Así que no, los proyectos de inversión del plan no tienen que ser aeropuertos, pero sí, hay que hacer algunas reformas importantes, que no equivalen a destripar la red de protección social, sino a salvaguardar recursos (por ejemplo, en pensiones) para poder invertir en otras cosas también (por ejemplo, en infancia y dependencia) y tratar de resolver problemas que no puede ser que sean endémicos, como la tasa de paro española.
Naturalmente, hay que hacer este plan con un horizonte macroeconómico en mente, que incluye previsiones de crecimiento y también de déficit y deuda públicos. No es condicionalidad en política fiscal, es planificación para evitar que en 2024 los países receptores se encuentren con un barranco fiscal al desaparecer las transferencias europeas.
¿Funcionará? Caben muchas medidas de éxito o fracaso.
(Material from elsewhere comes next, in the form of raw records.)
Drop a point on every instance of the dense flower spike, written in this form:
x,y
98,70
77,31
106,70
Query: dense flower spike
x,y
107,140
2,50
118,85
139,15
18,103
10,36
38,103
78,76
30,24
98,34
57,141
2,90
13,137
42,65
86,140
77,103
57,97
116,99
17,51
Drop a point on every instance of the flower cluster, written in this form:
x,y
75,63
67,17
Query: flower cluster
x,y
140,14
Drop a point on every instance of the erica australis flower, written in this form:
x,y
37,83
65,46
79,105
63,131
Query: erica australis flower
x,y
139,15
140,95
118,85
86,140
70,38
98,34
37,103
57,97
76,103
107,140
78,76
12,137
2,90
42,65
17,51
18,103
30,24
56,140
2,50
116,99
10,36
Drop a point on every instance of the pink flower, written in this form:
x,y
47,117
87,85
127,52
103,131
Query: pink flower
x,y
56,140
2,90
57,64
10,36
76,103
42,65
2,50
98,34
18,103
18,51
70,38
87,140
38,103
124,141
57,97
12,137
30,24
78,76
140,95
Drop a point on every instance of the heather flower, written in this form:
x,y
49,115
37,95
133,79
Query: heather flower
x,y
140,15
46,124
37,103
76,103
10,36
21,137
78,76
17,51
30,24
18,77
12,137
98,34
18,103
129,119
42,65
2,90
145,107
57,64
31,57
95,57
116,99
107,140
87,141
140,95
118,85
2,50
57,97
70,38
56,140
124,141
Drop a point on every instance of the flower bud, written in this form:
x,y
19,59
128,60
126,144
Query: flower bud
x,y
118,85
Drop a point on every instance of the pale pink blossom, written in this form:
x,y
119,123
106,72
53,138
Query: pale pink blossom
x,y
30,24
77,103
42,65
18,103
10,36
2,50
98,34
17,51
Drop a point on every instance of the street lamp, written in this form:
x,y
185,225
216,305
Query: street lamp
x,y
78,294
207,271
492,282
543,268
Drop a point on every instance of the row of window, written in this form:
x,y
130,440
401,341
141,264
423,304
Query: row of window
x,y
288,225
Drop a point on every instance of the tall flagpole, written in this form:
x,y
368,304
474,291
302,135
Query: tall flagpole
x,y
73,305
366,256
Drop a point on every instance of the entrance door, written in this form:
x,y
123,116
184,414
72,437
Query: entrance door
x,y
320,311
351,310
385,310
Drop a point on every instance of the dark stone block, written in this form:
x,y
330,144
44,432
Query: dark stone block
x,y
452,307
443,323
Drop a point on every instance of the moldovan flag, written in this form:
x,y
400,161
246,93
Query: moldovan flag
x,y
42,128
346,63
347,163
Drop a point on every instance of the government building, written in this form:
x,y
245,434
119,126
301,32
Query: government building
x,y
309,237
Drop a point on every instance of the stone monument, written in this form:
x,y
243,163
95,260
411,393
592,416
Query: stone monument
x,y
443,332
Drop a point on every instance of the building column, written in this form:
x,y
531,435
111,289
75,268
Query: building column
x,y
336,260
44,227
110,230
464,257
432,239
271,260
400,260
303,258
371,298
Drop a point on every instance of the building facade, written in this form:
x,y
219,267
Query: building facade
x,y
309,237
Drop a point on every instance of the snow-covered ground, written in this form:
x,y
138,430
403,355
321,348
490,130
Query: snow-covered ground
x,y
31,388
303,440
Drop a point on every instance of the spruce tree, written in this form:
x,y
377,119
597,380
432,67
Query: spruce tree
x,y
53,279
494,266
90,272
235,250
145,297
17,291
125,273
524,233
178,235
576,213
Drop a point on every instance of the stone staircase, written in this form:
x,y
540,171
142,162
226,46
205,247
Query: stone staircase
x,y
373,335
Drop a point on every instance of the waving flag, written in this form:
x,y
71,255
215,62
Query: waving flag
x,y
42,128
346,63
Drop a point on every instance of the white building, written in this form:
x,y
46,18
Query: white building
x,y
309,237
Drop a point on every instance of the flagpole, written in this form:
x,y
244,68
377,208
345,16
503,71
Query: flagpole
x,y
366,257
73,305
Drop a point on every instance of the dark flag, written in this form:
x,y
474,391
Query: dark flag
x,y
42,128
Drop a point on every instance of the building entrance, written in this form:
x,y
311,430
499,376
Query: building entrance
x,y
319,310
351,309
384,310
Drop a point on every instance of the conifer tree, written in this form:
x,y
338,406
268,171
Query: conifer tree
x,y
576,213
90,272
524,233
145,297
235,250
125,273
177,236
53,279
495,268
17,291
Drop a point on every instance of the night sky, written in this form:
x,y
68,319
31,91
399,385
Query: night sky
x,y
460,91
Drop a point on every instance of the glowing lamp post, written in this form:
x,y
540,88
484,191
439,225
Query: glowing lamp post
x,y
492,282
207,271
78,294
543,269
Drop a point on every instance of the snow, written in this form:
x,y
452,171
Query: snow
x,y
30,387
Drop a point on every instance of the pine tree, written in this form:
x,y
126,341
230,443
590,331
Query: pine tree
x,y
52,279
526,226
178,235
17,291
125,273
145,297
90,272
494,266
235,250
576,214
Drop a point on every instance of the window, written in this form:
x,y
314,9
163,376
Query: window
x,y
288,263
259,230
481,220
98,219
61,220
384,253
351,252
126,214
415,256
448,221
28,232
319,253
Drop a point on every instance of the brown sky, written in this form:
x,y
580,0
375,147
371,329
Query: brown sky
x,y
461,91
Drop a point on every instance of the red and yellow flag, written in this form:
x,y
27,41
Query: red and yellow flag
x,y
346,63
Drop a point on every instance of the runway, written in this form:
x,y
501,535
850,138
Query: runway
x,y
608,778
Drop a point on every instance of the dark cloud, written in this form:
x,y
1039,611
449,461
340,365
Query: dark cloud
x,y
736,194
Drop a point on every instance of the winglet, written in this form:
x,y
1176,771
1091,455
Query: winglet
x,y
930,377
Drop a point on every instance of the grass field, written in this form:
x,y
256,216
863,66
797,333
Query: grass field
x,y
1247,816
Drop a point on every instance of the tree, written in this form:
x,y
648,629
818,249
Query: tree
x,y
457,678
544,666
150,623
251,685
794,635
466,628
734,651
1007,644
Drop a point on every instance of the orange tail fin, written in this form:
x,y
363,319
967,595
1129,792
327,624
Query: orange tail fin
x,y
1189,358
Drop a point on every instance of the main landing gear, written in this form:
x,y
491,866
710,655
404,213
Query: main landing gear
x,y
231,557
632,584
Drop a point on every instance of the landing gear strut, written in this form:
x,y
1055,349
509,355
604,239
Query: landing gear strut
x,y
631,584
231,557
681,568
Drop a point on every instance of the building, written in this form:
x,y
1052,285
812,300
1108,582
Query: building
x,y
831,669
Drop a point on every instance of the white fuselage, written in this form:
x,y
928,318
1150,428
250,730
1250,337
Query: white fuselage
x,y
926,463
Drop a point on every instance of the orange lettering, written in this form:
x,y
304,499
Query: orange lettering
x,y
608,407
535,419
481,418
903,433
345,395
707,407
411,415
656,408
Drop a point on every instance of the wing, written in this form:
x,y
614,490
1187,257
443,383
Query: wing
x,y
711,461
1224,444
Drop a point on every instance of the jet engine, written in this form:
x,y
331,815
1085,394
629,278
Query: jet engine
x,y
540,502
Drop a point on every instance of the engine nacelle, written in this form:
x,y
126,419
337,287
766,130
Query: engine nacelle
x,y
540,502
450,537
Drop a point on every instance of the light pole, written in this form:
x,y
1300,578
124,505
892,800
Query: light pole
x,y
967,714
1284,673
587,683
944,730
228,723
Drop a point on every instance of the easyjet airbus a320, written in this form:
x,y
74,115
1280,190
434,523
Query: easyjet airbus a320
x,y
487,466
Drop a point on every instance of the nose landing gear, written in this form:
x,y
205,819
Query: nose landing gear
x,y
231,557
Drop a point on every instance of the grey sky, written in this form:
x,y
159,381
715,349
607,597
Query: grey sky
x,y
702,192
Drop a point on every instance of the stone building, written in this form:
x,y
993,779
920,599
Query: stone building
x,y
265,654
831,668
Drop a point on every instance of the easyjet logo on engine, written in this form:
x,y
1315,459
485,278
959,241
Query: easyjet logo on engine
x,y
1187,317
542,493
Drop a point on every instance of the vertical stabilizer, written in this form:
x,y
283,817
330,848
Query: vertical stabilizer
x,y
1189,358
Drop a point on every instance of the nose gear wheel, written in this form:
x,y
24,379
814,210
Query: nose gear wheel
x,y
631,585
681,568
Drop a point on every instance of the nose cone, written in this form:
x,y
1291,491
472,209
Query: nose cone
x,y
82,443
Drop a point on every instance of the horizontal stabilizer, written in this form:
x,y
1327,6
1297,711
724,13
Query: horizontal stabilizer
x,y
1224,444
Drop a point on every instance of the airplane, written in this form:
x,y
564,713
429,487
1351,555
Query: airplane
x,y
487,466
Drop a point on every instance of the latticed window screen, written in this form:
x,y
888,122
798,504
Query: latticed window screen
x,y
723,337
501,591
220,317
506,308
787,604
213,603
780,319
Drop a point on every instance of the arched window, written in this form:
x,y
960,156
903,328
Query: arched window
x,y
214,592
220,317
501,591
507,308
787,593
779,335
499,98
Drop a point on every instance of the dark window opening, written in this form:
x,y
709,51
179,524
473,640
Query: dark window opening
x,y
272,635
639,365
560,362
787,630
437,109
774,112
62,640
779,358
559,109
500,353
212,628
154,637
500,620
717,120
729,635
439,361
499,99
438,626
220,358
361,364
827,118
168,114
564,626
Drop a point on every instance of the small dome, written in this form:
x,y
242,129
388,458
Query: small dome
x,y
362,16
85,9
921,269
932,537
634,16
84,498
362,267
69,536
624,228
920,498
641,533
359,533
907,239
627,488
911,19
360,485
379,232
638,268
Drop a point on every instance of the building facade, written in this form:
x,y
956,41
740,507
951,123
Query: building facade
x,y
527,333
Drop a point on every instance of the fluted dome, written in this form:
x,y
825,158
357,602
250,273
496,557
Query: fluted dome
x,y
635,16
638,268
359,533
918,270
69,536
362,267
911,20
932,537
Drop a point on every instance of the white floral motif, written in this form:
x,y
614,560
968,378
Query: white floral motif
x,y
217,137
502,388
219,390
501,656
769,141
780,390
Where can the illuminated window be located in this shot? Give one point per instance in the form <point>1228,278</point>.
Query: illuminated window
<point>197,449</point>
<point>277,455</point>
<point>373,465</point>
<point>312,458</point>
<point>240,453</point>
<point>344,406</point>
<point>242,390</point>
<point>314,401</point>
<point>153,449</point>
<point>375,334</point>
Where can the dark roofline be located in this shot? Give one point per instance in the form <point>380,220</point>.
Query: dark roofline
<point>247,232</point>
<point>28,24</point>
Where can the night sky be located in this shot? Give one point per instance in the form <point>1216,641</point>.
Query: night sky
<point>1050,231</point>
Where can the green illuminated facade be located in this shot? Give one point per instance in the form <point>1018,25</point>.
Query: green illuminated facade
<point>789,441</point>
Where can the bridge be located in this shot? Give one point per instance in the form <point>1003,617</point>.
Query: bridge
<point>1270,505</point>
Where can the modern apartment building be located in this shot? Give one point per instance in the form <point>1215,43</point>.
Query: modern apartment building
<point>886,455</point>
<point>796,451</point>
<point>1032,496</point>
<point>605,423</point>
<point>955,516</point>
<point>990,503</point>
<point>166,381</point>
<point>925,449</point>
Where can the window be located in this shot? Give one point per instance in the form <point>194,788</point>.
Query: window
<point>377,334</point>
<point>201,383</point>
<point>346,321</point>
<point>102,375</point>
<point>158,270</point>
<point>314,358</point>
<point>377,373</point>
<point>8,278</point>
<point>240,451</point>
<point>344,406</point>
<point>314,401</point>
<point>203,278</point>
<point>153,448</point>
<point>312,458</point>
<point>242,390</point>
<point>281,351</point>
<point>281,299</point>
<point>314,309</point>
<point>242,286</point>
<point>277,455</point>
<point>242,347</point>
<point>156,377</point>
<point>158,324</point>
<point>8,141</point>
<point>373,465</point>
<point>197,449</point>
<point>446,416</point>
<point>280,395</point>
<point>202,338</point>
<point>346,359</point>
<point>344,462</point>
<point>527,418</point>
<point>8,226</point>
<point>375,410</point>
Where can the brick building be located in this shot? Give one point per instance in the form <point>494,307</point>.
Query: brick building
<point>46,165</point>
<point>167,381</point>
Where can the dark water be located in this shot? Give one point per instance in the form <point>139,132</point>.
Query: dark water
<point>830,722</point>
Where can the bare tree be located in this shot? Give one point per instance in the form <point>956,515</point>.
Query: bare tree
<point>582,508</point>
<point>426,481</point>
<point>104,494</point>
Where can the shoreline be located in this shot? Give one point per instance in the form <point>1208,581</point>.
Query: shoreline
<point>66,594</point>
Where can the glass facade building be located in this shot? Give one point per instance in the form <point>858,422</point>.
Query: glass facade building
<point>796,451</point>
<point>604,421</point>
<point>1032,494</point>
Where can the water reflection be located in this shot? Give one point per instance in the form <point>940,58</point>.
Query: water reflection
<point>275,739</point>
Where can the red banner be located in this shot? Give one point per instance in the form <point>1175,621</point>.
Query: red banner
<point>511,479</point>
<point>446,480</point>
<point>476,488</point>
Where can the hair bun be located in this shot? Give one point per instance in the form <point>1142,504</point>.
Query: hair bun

La recuperación a corto plazo, el fomento del crecimiento a largo plazo, el ganar el puesto de cabeza tecnológico con la política climática, proteger la igualdad de oportunidades en un momento de grave crisis… y conjurar una crisis social y política que no se sabe por dónde puede estallar. El primer éxito es enfrentarse a lo que venga con experiencia previa y con un plan. Y en esto, los gobiernos europeos han acertado. En lugar de terapias flagelantes se enfrentan a esta crisis con una nueva definición de la ortodoxia económica que incluye la sostenibilidad y la protección social.